This is alarming in more ways than we can count.
Chief among them is the fact parents may be able to exert a powerful influence on their children against drunken driving, as might the legal ramifications.
But texting while driving? Not so much. The main reason is that a study also done by the CDC revealed the astounding fact that adults text and drive even more than teenagers.
We will repeat that: Adults text while driving in greater percentages than do teens. That's disappointing.
It is likely most parents set a good example for their children in not driving while intoxicated. Unfortunately, they are setting a terrible example when they text and drive.
One reason for this, we firmly believe, is that texting and driving is not against the law in Texas, other than in a school zone during operative hours.
As with drunken driving, a law will never eradicate the dangerous practice of texting while driving. But making it illegal would lead law-abiding, responsible adults to stop the practice, thus making them set a good example for their children. In that respect it is a good idea.
Texans believe our state should have such a law, and their elected representatives have tried to provide it. Unfortunately, our governor has denied them, vetoing such legislation in the last session. Lawmakers are trying again this session, but running out of time.
A law alone is not the solution. But we firmly believe it is part of the answer, and call on the Legislature and governor to provide it.
Beyond the needed law, we must find some way as a society to impress on both teens and adults that they should stop texting while driving.
Facts may help. In 2011, according to recent data, texting was involved in more than 11,000 Texas crashes. Nearly 2,600 of those resulted in fatalities.
We were pleased a few days ago to learn the four biggest U.S. cellphone companies are set to launch a joint advertising campaign against texting while driving. They will be joined by 200 other organizations backing the multi-million dollar ad campaign. Such a coalition, which should also include private citizens and government, can be a big part of the solution.

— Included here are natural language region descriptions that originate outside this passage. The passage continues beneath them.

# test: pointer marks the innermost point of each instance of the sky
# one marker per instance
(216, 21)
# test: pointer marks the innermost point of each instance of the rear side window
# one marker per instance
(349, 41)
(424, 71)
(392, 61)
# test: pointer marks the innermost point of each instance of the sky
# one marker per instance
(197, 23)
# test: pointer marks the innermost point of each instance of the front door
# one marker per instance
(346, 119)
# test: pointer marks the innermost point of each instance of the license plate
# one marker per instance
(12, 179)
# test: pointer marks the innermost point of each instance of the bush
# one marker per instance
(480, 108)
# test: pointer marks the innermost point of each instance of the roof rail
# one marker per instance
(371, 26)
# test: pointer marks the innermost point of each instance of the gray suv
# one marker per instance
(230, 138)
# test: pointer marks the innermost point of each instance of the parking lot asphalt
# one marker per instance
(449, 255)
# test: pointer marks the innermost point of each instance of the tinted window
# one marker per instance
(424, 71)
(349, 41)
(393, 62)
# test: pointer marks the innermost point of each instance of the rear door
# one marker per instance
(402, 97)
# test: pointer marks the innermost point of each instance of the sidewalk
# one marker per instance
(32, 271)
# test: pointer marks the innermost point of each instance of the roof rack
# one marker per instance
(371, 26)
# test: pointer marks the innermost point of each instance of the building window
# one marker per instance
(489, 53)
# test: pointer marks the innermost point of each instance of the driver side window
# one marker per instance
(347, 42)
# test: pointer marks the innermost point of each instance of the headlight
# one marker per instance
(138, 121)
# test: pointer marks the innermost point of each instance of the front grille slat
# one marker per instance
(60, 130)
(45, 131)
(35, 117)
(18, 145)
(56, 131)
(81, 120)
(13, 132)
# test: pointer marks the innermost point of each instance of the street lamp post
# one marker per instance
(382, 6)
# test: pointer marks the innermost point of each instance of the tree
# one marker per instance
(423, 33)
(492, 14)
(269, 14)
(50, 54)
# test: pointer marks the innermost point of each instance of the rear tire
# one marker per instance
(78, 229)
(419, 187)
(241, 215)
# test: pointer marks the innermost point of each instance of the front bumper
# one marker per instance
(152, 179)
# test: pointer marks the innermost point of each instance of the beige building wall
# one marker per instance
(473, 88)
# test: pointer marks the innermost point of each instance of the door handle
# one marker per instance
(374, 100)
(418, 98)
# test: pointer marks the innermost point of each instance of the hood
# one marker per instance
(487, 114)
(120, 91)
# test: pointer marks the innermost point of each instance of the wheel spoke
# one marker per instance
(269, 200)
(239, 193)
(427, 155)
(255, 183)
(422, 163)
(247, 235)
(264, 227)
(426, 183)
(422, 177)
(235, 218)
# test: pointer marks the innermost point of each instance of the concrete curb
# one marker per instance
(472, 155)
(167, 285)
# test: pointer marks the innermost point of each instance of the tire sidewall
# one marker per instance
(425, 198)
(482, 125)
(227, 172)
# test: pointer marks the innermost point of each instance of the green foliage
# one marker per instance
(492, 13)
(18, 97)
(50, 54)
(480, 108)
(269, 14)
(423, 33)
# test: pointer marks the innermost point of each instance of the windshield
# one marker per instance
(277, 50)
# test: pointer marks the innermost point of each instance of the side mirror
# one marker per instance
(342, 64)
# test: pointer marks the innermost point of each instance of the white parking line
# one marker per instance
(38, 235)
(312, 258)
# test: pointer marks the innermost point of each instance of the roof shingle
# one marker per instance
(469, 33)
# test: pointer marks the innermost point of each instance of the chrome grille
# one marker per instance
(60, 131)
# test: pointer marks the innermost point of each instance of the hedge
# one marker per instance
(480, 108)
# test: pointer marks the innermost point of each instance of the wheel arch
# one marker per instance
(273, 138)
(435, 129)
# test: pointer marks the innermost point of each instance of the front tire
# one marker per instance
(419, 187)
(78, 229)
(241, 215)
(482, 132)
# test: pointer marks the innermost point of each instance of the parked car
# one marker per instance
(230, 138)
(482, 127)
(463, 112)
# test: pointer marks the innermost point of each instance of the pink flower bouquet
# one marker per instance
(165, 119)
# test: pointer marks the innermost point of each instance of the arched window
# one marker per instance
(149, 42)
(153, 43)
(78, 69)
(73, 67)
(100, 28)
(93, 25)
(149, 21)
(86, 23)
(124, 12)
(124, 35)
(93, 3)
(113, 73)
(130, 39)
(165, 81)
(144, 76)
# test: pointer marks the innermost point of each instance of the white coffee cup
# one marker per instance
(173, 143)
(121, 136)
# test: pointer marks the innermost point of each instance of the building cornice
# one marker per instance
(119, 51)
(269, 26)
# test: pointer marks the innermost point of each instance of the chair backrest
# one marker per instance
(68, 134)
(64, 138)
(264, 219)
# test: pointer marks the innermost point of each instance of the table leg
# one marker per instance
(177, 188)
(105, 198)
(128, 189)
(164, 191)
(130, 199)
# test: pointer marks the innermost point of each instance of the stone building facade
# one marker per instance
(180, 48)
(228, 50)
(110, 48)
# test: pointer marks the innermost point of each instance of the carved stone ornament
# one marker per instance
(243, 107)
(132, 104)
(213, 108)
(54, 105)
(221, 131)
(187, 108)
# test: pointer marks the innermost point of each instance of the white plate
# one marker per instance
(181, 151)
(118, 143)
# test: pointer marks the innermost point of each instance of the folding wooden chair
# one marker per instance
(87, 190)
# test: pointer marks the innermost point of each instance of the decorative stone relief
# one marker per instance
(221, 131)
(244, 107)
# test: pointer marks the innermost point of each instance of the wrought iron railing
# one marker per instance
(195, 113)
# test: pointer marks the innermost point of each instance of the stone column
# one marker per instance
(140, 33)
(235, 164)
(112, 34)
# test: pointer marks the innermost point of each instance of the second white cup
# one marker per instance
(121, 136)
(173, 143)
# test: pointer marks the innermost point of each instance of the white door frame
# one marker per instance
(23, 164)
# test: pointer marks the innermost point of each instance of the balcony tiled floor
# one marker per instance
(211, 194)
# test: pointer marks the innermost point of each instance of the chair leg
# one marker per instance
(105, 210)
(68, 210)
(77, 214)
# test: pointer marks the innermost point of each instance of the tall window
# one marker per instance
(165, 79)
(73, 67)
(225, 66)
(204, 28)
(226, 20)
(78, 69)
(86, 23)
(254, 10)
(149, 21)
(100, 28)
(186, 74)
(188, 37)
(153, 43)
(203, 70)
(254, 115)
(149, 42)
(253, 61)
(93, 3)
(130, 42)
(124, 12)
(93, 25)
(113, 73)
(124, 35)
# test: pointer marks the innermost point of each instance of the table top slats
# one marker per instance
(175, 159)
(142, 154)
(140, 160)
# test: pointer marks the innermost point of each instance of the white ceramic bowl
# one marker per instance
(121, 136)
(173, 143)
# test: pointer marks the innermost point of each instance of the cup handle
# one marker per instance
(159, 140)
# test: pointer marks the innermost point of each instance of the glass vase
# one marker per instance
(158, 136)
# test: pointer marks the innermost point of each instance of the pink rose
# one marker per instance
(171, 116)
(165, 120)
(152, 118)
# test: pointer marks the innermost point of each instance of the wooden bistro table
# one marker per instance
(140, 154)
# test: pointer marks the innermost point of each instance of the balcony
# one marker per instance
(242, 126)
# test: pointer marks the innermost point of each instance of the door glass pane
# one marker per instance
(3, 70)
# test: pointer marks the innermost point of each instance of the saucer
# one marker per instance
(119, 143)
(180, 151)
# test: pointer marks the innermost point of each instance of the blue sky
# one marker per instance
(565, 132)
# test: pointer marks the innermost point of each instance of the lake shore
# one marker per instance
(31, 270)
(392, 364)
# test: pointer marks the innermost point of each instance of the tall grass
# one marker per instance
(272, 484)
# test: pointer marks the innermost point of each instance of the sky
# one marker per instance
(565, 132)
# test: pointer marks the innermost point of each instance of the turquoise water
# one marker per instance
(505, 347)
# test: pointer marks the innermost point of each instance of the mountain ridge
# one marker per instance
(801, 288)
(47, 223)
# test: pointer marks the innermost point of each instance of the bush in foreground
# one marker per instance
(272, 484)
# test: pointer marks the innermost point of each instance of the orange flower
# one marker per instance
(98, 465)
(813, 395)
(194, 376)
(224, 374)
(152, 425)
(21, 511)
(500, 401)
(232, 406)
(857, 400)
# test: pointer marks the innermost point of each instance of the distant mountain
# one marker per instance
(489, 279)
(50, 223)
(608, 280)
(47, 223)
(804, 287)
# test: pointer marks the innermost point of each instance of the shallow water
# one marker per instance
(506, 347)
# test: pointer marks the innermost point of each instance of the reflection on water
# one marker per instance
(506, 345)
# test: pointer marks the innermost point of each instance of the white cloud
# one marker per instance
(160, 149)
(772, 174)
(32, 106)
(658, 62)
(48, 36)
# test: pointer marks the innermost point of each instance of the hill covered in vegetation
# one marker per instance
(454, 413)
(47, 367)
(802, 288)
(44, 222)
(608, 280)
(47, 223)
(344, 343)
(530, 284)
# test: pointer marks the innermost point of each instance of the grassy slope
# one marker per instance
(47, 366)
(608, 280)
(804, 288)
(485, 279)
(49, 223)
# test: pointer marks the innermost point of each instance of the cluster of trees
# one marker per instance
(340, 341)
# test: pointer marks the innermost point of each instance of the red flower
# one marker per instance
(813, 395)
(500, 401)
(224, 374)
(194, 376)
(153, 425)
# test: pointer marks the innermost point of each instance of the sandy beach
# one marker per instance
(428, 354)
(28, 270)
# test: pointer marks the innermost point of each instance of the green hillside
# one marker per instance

Regardless whether our governor is willing to do the right thing this time and sign an anti-texting bill into law, each of us can take the matter into our own hands or, rather, out of them. If you text and drive, stop that silliness — now — before you hurt yourself or someone else. And we hope you'll join us in calling on lawmakers and the governor to do the right thing and outlaw this deadly practice on Texas streets and highways.